Mobile access to Health Documents (MHD)
4.2.1-current - ci-build
Mobile access to Health Documents (MHD), published by IHE IT Infrastructure Technical Committee. This is not an authorized publication; it is the continuous build for version 4.2.1-current). This version is based on the current content of https://github.com/IHE/ITI.MHD/ and changes regularly. See the Directory of published versions
This Test Plan page is a prototype. We expect the maturity of the content will improve over time. For now, we summarize high level testing scope and available tools. Comments are welcome.
MHD is an API between four actors. The transactions between actors specify semantics of the data exchanged. The MHD test plan focuses on these semantics and on the expected actions on the server-side actors (Document Recipient and Document Responder).

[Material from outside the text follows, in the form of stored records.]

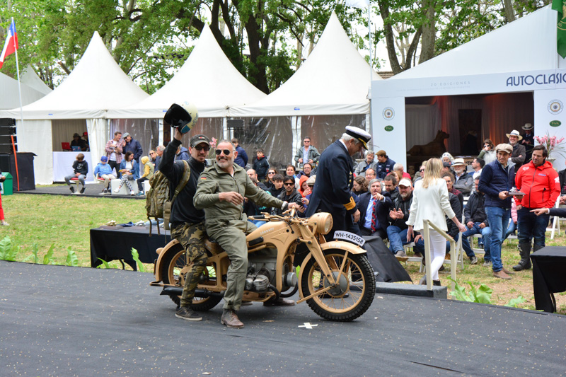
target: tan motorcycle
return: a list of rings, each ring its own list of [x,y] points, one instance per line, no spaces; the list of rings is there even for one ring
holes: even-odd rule
[[[308,219],[293,214],[282,216],[264,214],[250,218],[267,224],[246,237],[248,268],[243,300],[273,301],[290,297],[298,289],[296,303],[306,301],[323,318],[335,321],[357,318],[371,305],[376,291],[375,275],[366,251],[350,242],[325,240],[324,235],[333,226],[330,214],[318,213]],[[222,299],[230,265],[227,253],[219,245],[207,240],[205,247],[207,268],[191,304],[197,311],[208,311]],[[178,306],[190,261],[176,240],[158,248],[157,253],[156,281],[151,284],[163,286],[161,294],[169,296]],[[299,269],[294,267],[296,257],[304,257]]]

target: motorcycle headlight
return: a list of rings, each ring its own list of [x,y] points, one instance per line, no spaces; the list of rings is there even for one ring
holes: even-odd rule
[[[318,212],[308,218],[307,223],[320,234],[328,234],[334,224],[332,215],[328,212]]]

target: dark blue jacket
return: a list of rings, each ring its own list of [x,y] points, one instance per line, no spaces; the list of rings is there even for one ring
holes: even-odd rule
[[[376,171],[376,178],[379,178],[380,180],[385,178],[386,175],[393,171],[393,165],[395,165],[395,161],[388,157],[387,158],[387,161],[385,162],[378,162],[377,171]]]
[[[234,158],[234,163],[239,165],[242,168],[246,168],[246,166],[248,165],[248,153],[239,145],[236,147],[236,151],[238,152],[238,157]],[[256,171],[255,173],[258,172]],[[259,177],[259,175],[258,176]]]
[[[502,191],[510,190],[514,183],[515,166],[511,163],[510,158],[507,169],[504,169],[497,160],[484,166],[478,185],[480,191],[485,194],[484,205],[510,209],[511,197],[502,200],[499,195]]]

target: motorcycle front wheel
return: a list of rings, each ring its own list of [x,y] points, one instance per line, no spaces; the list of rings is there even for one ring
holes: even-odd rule
[[[340,322],[353,320],[364,314],[374,301],[376,293],[374,269],[364,254],[347,254],[336,249],[325,250],[325,258],[335,279],[337,279],[338,286],[306,302],[316,314],[325,319]],[[340,272],[342,265],[344,268]],[[311,258],[301,271],[304,296],[328,285],[320,265]]]
[[[163,255],[159,265],[163,283],[175,286],[185,286],[185,277],[190,269],[190,265],[187,265],[187,255],[185,249],[180,243],[178,243],[168,250],[166,253],[167,254]],[[215,279],[216,270],[214,265],[212,264],[207,265],[203,274],[207,279]],[[180,305],[181,298],[180,296],[170,296],[169,297],[177,306]],[[216,306],[221,300],[221,297],[217,296],[195,297],[192,298],[190,307],[195,311],[207,311]]]

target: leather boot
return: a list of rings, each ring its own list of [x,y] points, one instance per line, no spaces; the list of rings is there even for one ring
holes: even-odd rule
[[[531,268],[531,243],[519,243],[519,248],[521,249],[519,255],[521,255],[521,260],[519,261],[516,265],[513,266],[513,269],[515,271],[521,271],[521,269],[528,269]]]
[[[238,314],[233,309],[224,309],[220,318],[220,323],[234,329],[243,328],[243,323],[238,318]]]

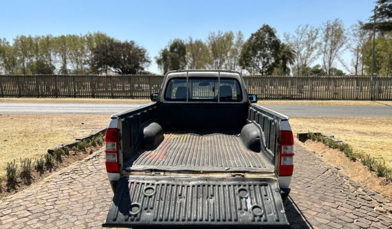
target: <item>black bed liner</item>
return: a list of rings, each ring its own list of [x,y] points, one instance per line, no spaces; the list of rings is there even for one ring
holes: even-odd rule
[[[122,176],[106,227],[288,228],[271,178]]]
[[[239,134],[176,131],[152,150],[141,150],[126,170],[273,172],[263,153],[246,148]]]

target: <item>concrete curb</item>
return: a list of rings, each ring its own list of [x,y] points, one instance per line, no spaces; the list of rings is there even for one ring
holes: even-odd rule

The overall scope of MHD testing is affected by the infrastructure that MHD is connected to. For example, where the Document Responder and Document Recipient are grouped with XDS or MHDS infrastructure, more tests apply.
MHD does not mandate the functionality to be provided by the data communicated via MHD transations. How MHD actors use the data communicated via these transaction is out-of-scope for MHD testing, but may apply to other related Implementation Guides or IHE Profiles.
Unit testing this context entails testing a SUT with a simulator or validator tool. A simulator is a implementation of an actor that is designed specifically to test the opposite pair actor. The simulator might be a reference implementation or may be a specially designed test-bench. Often, when a reference implementation is used, the negative tests are harder to simulate. A validator is a implementation that can check conformance. A validator may be a simulator, but may also be a standalone tool used to validate only a message encoding. Some reference implementations may be able to validate to a StructureDefinition profile, but often these do not include sufficient constraints given the overall actor conformance criteria.
Integration Testing in this context is where two SUT of paired actors test against each other. Integration testing is often limited by the capability of the client (Document Source or Document Consumer), which may support only a subset of the semantics required to be supported by the server (Document Recipient or Document Responder). Full message semantics and failure-modes are more thoroughly exercised with unit (conformance) tests.